Harold Crick (Will Ferrell) is an uninteresting man, doing a job that makes people hate him. His life is completely insignificant and mundane. Until he is interrupted one morning by a voice in his head. The voice continues to narrate his day to day life with an incredible insight until the penny drops. Harold Crick is a character in a book being written by the owner of this voice (Emma Thompson).

It flirts with ideas about destiny and fate, but the real thing of value that Stranger Than Fiction explores is the worthwhileness of life. Harold lives a dull and boring life until his revelation, and it's only once he learns of his ultimate fate that he actually starts living rather than simply existing. He meets someone his total opposite in Ana (Maggie Gyllenhaal), a psuedo-anarchist baker who refuses to pay her taxes and embarks on an adventure than departs from his IRS tax-man cubicle.

What with being a film about writing and how stories "have" to progress to "work properly" it's interesting in that, because it's very self-aware, you never quite know where it's going. As someone who has a great appreciation for tragedies, it ultimately left me very satisfied, but not in the most predictable way and I love it for it.

I like Stranger Than Fiction because, in a way it reminds me of Eternal Sunshine in what it achieves. I've always known Will Ferrell was a great comedian and good at playing a fool in his comedies, but much like Jim Carrey in ES, I now know he can act properly. Stranger Than Fiction is a comedy, but it's more of an ironic comedy than a gag-a-minute affair like Anchorman. On a lesser note, Maggie Gyllenhaal reminds me of Kate Winslet in ES in that Stranger Than Fiction reminds me that she can really act too.

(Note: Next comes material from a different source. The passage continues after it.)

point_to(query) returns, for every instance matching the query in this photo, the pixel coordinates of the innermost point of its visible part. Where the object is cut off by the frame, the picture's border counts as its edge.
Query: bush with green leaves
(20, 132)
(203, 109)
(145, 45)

I've had an argument with a friend over Gyllenhaal replacing Katie Holmes as Rachel in the latest Batman films: he argued it was a mistake because "Holmes is fitter" and I argued that Gyllenhaal is a much better actress, and now I've got something to cite to back up my claims because she's fantastic here.

A heartwarming comedy that took Will Ferrell's talents in a much different direction than usual and was made all the better for it. Some interesting writing that plays around with typical story telling and some brilliant casting makes for a film that's as contemplative as it is hilarious.